Urban Air Mobility (UAM) refers to small, highly automated aircraft transporting passengers or cargo at lower altitudes in urban and suburban areas in response to traffic congestion. Vertical-Takeoff-and-Landing Aircraft (VTOL), traditional helicopters, electrically propelled Vertical-Takeoff-and-Landing Aircraft (eVTOL), and Unmanned Aerial Vehicles (UAVs) are examples of existing and emerging technologies. Urban Air Mobility (UAM) is distinguished by using multiple electric-powered rotors or fans for lift, propulsion, and fly-by-wire control systems. Inventors have experimented with UAM concepts since the dawn of powered flight.
Fortune Business Insights states that the Urban Air Mobility (UAM) market size was estimated at USD 2.90 billion in 2020 and will rise to USD 8.91 billion by 2028, exhibiting a CAGR of 16.77% during the projected period.
COVID-19 Pandemic Harmed the Market Severely
The COVID-19 outbreak had a significant impact on the market. The outbreak resulted in lockdowns in several developed and developing countries, including the U.S., the U.K., China, and India. All research and development activities have been halted due to the economic crisis. These factors have harmed market growth. Furthermore, the pandemic affected the aviation sector significantly in 2020, causing ripple effects on the UAM sector since the most prominent players in the sector are connected to the aviation industry either directly or indirectly.

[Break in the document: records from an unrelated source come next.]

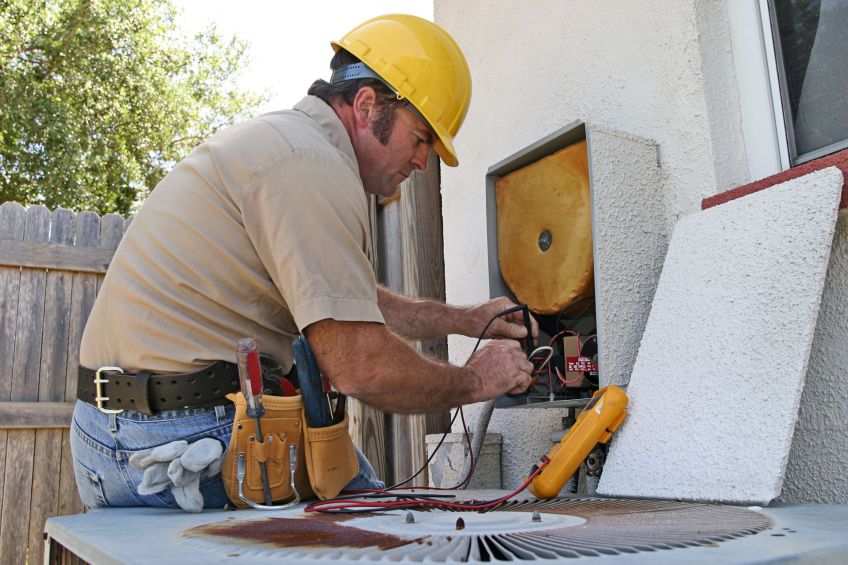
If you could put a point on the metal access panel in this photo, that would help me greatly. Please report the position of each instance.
(560, 530)
(622, 225)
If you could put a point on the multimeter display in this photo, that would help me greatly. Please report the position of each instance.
(595, 424)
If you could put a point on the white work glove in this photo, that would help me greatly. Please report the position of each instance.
(179, 466)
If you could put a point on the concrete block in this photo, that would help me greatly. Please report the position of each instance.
(717, 382)
(446, 466)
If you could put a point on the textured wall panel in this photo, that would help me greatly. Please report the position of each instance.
(716, 386)
(818, 461)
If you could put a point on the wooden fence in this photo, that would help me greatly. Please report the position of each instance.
(51, 265)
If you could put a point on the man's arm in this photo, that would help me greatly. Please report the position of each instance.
(369, 362)
(422, 318)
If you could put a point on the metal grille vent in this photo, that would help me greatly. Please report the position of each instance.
(560, 529)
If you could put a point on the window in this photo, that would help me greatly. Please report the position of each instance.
(811, 48)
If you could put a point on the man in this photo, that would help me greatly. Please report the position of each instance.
(263, 232)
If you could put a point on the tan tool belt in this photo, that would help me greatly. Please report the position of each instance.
(326, 458)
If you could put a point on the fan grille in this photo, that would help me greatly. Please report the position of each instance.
(611, 527)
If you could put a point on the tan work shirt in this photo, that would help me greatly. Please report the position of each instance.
(259, 232)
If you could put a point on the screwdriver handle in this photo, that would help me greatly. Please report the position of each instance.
(250, 375)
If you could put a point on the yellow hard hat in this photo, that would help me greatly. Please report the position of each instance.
(422, 64)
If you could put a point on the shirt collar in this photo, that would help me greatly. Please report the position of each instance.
(324, 115)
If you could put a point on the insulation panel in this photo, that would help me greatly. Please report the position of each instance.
(715, 389)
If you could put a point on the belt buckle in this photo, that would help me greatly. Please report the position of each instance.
(98, 389)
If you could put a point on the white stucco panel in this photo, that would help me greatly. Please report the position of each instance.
(716, 386)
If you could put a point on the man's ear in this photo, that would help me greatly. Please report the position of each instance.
(365, 106)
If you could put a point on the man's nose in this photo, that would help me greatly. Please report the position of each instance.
(420, 157)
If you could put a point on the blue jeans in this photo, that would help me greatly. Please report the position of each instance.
(101, 445)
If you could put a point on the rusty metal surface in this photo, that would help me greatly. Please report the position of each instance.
(611, 527)
(312, 530)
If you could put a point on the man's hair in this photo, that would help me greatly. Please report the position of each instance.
(344, 92)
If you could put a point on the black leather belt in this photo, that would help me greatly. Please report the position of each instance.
(112, 390)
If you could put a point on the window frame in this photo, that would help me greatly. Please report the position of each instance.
(774, 53)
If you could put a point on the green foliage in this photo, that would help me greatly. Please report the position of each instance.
(99, 99)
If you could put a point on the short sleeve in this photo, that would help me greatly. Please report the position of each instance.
(307, 217)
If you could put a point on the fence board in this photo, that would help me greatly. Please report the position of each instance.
(84, 291)
(55, 257)
(111, 232)
(20, 444)
(23, 415)
(12, 221)
(54, 357)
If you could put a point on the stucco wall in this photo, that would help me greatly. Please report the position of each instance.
(659, 70)
(818, 460)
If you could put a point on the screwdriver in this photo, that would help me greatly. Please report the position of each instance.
(250, 378)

Many emerging UAM firms lost businesses due to lockdowns in high-growth areas. Due to development delays and low revenue generation, large firms reduced their investment in UAM R&D while small firms have stopped working on UAM. Therefore, UAM commercialization has been delayed by more than a year compared to pre-COVID-19 conditions.

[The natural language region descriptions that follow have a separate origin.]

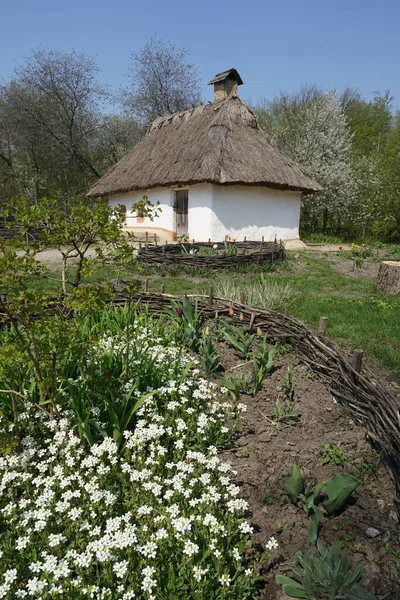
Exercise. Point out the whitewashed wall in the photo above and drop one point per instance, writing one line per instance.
(255, 212)
(217, 211)
(200, 210)
(162, 195)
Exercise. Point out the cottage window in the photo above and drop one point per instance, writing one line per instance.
(140, 212)
(122, 208)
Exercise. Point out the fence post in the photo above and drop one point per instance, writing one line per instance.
(356, 362)
(323, 324)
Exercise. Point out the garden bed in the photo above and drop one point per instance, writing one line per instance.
(266, 449)
(211, 255)
(150, 480)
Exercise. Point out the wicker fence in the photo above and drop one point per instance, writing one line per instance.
(372, 404)
(189, 254)
(10, 231)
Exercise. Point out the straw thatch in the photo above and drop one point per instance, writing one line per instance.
(216, 143)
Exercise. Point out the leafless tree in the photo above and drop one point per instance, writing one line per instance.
(162, 81)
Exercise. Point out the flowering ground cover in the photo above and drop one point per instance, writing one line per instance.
(92, 509)
(153, 468)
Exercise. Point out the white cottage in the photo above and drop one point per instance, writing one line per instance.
(214, 173)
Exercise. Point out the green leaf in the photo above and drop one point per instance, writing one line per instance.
(315, 520)
(339, 489)
(294, 485)
(294, 591)
(357, 594)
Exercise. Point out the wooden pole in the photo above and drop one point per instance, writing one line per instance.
(356, 362)
(323, 324)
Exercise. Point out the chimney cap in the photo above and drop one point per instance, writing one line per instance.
(229, 74)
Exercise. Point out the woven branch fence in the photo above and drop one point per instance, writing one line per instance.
(372, 404)
(247, 253)
(10, 232)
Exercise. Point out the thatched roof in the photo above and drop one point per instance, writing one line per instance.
(217, 143)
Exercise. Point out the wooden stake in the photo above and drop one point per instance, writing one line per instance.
(323, 324)
(356, 362)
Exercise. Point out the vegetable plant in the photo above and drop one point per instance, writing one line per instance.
(324, 575)
(338, 490)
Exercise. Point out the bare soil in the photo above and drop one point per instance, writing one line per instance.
(265, 450)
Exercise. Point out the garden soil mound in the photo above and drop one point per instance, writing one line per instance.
(265, 450)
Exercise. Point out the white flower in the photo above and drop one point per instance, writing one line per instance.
(225, 580)
(272, 544)
(190, 548)
(120, 568)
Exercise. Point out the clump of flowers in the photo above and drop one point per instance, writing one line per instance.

Growing Demand for Alternative Modes of Transport will Boost Market Growth
Transportation infrastructure must be properly managed to allow mass mobility with an increasingly urban population. As a result, cities globally are looking into alternative modes of transportation to help alleviate traffic congestion. The use of self-driving drones in Urban Air Mobility (UAM) is intended to provide benefits such as shorter travel times, reduced pollution, and reduced demand on the current transportation infrastructure. Increasing traffic problems in densely populated cities is one of the primary factors driving the growth of the market. Long traffic jams are caused by increased urban road traffic, resulting in unnecessary travel time.
Increasing Environmental Concerns to Create Opportunities in the Market
Transportation, which consumes a significant amount of energy, is the second most cause of pollution. This sector’s significant greenhouse gas emissions have a negative impact on the climate. Such issues can be addressed by using eVTOL aircraft for Urban Air Mobility (UAM). With cities implementing unmanned systems for next-generation transportation, recent technological advancements in this sector will create promising growth opportunities.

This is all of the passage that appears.